OREANDA-NEWS. On March 20, 2007 Extra Space Storage Inc. (the "Company") (NYSE: EXR) announced that its operating partnership subsidiary, Extra Space Storage LP (the "Operating Partnership"), has commenced a private offering, subject to market conditions, of $200.0 million aggregate principal amount of Exchangeable Senior Notes due 2027 (the "Notes"),  reported the press-centre of  Extra Space Storage Inc.

Up to an additional $30.0 million aggregate principal amount of Notes may be issued at the option of the initial purchasers within thirty (30) days of the initial issuance of the Notes, to cover over-allotments, if any.

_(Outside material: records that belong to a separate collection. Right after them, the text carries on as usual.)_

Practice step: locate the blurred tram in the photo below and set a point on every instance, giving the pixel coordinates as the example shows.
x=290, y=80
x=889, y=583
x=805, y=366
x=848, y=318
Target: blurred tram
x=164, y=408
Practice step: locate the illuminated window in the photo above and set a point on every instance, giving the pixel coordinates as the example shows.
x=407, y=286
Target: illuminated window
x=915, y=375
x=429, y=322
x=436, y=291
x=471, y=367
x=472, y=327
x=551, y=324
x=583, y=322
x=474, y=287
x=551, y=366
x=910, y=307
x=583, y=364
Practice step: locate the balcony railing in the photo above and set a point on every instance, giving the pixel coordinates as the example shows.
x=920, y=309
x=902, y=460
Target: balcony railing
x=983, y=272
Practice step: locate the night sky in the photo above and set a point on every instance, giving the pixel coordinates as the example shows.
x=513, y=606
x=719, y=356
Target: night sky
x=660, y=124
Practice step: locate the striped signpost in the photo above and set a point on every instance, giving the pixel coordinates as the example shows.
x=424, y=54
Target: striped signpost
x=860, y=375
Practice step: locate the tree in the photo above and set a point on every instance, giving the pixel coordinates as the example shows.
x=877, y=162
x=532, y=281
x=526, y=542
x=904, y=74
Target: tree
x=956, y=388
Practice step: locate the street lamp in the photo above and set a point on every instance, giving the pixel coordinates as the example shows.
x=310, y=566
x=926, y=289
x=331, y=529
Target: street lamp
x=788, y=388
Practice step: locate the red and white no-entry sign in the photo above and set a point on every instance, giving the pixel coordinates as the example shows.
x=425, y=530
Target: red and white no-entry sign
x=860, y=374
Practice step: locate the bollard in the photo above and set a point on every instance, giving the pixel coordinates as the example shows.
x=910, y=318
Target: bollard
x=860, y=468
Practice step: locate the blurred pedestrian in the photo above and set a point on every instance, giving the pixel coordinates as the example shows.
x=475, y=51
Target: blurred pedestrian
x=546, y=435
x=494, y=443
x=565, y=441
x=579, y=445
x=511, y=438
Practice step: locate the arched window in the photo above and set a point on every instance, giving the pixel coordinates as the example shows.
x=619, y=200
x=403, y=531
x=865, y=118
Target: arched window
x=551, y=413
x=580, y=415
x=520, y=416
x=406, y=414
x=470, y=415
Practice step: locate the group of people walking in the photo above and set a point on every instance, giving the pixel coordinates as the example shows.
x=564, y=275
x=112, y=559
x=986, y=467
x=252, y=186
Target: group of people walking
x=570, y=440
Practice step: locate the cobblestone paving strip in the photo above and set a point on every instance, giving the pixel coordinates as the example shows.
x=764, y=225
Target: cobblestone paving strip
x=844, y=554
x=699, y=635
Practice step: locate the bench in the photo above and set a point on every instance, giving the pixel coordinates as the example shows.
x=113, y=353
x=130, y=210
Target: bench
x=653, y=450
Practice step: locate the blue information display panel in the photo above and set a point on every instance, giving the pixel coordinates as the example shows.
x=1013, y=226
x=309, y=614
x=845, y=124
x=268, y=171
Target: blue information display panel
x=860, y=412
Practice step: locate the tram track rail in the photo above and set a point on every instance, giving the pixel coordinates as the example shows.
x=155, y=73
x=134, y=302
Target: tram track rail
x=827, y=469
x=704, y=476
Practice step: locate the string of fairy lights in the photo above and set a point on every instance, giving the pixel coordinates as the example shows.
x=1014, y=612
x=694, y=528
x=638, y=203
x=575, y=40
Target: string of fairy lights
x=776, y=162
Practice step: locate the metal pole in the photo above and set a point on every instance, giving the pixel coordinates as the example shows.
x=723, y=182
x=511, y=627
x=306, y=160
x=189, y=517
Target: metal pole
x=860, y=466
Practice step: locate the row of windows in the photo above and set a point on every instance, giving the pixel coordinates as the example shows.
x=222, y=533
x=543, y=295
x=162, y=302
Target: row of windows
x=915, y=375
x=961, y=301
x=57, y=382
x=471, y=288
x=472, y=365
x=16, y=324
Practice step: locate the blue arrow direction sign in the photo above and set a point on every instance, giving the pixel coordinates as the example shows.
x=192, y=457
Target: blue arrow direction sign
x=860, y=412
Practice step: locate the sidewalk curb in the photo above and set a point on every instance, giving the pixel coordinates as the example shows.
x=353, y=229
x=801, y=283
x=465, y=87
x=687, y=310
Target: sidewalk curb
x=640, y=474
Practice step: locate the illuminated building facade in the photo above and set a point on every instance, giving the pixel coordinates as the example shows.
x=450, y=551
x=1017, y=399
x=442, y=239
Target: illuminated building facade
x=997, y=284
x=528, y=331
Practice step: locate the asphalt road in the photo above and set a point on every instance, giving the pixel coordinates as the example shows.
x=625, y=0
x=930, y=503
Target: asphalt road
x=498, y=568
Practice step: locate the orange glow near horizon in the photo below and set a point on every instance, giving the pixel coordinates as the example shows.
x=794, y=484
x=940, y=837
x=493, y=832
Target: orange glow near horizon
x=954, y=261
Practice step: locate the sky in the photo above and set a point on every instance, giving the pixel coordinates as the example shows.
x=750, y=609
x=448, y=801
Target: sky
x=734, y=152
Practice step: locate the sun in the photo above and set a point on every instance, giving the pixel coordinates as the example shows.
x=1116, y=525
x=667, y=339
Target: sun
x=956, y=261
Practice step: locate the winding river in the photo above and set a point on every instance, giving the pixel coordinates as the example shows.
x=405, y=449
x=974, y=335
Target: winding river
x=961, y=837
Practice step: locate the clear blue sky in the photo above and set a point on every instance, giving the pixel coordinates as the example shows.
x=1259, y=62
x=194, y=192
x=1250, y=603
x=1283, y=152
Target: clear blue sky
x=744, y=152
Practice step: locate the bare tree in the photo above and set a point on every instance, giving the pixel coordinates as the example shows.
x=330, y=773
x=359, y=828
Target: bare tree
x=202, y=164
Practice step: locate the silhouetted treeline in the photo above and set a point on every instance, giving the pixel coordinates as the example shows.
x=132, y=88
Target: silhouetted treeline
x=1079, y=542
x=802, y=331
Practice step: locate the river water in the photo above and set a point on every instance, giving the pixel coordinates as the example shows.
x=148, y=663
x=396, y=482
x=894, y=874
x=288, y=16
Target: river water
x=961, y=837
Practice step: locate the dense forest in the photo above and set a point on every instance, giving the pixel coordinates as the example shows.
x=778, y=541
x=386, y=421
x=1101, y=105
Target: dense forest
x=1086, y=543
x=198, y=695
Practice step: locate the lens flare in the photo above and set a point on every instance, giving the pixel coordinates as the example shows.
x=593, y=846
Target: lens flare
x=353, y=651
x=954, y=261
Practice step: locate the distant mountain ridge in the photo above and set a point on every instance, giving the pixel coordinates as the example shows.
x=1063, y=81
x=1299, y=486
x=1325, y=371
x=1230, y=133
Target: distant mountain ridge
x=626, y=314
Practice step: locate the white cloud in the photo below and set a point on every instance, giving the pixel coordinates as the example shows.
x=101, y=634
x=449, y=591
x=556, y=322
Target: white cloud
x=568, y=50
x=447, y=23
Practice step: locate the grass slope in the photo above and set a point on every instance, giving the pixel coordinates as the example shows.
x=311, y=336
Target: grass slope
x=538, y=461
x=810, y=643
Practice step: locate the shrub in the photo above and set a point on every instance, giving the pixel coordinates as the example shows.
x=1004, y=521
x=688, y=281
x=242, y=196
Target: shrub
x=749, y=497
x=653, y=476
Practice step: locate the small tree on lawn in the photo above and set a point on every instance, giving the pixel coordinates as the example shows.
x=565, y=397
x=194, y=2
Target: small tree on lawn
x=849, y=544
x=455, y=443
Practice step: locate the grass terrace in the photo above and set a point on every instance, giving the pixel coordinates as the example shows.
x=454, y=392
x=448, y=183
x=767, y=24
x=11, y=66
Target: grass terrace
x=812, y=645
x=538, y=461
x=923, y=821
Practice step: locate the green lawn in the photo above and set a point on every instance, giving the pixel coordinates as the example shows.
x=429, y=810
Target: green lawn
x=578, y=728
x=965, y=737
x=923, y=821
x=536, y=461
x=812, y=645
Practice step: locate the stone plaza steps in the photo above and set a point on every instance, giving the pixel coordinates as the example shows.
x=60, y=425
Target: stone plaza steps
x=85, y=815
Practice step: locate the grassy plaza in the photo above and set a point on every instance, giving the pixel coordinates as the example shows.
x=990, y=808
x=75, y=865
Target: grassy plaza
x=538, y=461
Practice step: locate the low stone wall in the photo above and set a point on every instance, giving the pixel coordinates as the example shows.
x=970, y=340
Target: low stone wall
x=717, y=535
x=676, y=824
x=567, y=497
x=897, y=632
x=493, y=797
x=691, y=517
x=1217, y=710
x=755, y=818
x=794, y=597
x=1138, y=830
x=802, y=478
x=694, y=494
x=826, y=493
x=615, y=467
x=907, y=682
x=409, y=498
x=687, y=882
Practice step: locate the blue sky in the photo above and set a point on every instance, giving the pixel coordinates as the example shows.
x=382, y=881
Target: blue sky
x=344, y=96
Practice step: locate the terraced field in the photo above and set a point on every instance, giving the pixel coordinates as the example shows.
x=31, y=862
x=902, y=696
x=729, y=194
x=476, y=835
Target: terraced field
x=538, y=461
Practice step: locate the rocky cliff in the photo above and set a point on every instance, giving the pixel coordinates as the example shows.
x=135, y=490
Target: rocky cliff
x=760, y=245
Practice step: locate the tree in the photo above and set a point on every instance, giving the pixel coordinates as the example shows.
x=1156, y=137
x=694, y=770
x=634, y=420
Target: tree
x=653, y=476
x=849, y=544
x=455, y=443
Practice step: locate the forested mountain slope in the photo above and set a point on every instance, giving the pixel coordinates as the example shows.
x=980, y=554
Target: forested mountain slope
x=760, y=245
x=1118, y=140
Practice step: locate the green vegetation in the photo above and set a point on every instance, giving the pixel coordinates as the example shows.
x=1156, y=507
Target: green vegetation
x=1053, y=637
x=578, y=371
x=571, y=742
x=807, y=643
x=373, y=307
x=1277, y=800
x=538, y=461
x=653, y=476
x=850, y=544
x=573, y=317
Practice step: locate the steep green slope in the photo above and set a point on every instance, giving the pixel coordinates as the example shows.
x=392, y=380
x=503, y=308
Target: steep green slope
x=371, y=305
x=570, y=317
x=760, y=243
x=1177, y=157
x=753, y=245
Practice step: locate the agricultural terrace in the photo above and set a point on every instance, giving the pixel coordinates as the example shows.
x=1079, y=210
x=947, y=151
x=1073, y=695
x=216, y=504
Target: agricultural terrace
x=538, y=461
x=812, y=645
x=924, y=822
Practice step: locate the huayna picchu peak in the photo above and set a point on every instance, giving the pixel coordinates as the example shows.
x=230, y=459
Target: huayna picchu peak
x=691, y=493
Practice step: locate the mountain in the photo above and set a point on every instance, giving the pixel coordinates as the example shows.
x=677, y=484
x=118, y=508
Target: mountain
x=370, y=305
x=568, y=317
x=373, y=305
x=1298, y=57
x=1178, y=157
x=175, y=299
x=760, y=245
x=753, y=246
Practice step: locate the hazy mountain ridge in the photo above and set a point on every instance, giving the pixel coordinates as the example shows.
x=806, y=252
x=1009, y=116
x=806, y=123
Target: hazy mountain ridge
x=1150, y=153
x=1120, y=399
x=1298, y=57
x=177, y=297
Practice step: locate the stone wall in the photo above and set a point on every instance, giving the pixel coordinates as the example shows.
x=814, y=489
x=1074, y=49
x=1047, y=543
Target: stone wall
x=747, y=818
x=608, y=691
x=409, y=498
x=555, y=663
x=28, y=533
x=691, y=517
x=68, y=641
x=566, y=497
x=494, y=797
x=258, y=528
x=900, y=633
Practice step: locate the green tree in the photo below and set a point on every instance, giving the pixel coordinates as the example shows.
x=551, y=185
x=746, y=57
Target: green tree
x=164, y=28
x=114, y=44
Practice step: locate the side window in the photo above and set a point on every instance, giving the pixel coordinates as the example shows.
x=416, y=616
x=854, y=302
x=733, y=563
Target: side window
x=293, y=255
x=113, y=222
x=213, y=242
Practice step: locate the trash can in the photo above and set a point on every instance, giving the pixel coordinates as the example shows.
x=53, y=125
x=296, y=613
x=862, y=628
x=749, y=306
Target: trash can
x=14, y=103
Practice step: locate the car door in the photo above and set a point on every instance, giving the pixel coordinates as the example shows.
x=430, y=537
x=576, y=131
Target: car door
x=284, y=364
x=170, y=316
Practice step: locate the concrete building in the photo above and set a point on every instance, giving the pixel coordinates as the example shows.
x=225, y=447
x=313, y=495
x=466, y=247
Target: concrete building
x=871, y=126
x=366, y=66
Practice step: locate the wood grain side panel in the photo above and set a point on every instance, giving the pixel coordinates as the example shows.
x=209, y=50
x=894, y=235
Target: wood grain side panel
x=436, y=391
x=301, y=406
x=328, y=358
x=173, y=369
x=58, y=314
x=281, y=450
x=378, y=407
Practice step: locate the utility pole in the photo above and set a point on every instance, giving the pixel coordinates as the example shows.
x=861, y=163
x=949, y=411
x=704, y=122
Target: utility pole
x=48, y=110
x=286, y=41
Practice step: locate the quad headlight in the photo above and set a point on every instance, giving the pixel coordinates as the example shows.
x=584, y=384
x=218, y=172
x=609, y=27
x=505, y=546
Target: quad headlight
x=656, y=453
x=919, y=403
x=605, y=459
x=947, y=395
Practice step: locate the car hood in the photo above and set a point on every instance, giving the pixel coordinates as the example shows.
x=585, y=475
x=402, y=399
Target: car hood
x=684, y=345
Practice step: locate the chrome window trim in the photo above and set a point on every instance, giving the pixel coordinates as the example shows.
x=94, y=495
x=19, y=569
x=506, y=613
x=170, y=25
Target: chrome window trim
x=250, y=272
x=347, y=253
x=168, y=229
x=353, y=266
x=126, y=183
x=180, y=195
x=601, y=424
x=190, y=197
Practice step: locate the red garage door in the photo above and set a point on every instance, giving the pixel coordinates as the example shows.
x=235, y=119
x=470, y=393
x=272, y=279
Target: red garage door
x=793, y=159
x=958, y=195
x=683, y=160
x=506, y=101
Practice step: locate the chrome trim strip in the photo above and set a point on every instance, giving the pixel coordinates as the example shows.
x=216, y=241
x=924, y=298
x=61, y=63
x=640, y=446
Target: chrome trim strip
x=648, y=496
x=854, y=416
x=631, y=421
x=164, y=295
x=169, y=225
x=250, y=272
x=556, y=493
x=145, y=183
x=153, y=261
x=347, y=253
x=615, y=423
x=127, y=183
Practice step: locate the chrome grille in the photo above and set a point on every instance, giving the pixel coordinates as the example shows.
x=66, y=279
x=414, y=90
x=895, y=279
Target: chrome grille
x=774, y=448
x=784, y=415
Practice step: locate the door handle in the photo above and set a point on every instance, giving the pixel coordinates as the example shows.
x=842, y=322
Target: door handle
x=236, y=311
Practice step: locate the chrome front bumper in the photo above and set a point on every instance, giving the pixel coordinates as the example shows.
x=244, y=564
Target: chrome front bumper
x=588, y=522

The Notes will be senior unsecured obligations of the Operating Partnership and will be fully and unconditionally guaranteed by the Company. Upon the occurrence of specified events, the Notes will be exchangeable into shares of the Company's common stock. The interest rate, exchange rate and offering price will be determined by negotiations between the Operating Partnership and the initial purchasers of the Notes. The Operating Partnership intends to use the net proceeds from the private offering for general corporate purposes and self-storage property acquisitions.

The Notes will be offered and sold only to qualified institutional buyers in reliance on Rule 144A under the Securities Act of 1933, as amended (the "Securities Act").

The Notes and the Company's common stock issuable upon exchange of the Notes have not been registered under the Securities Act or any state securities laws and may not be offered or sold in the United States absent registration or an applicable exemption from registration requirements. This release shall not constitute an offer to sell or the solicitation of an offer to buy any of these securities, nor shall it constitute an offer, solicitation or sale in any jurisdiction in which such offer, solicitation or sale is unlawful.